La campagna elettorale si è però giocata su altri temi, molto più terra-terra, vicini alle esigenze dell’elettore anziano (il principale elettore dei Conservatori) che la May ha fatto di tutto per spaventare. I tagli all’assistenza sociale restano nel (pur ammorbidito) programma sul welfare. Le famiglie con anziani malati e non autosufficienti a carico, dovranno pagare le spese sanitarie. Questo se hanno un patrimonio superiore alle 100mila sterline (immobili inclusi). Lo Stato ipoteca gli immobili: le spese potranno essere dilazionate e poi riscosse sul patrimonio. Questa riforma cambia solo leggermente la condizione attuale. Col regime in vigore, gli anziani non autosufficienti sono a spese delle famiglie con un reddito superiore a 23.250 sterline (immobili esclusi, però). La dilazione del pagamento dovrebbe agevolare le famiglie che, in molti casi, sono costrette a vendere la propria abitazione per poter mantenere il nonno o il genitore anziano in una struttura adeguata. Ma la riforma è stata presentata talmente male che suona come: lo Stato ti fa pagare la malattia dei tuoi cari e ti sequestra la casa. Il Partito Laburista l’ha presentata come “dementia tax”, tassa sulla demenza. Inoltre è previsto un taglio sul riscaldamento gratuito per i pensionati nei mesi invernali. A questo regime ne subentrerà un altro, basato sulle fasce di reddito e molti pensionati dovranno pagare.
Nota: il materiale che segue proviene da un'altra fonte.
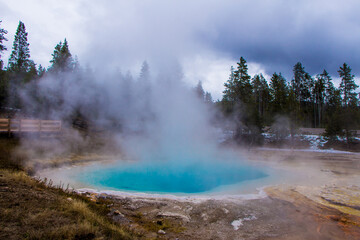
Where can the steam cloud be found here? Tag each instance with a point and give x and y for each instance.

Sarebbe errato, però, definire il programma della May come un esempio di “austerity”. Delle riforme liberali di Cameron resta ben poco. A parte la promessa di non alzare l’imposta indiretta (l’equivalente dell’Iva) e di abbassare le tasse dirette nel prossimo futuro, per il resto sembra un programma di un partito socialista all’opposizione del governo Cameron: creazione di un fondo pubblico per la produttività, calmiere sul prezzo dell’energia, aumento della spesa sanitaria di almeno 8 miliardi di sterline, un nuovo programma di edilizia popolare (si prevede la costruzione di mezzo milione di nuove case), perequazione delle pensioni, aumento della spesa nell’istruzione pubblica di almeno 4 miliardi di sterline, aumento della spesa per la cooperazione e sviluppo fino allo 0,7 per cento del reddito nazionale lordo. Oggi va di moda così e in confronto al programma di Corbyn, che ha riportato il Partito Laburista ai “fasti” dell’operaismo anni Settanta, quello della May appare già come un programma moderato.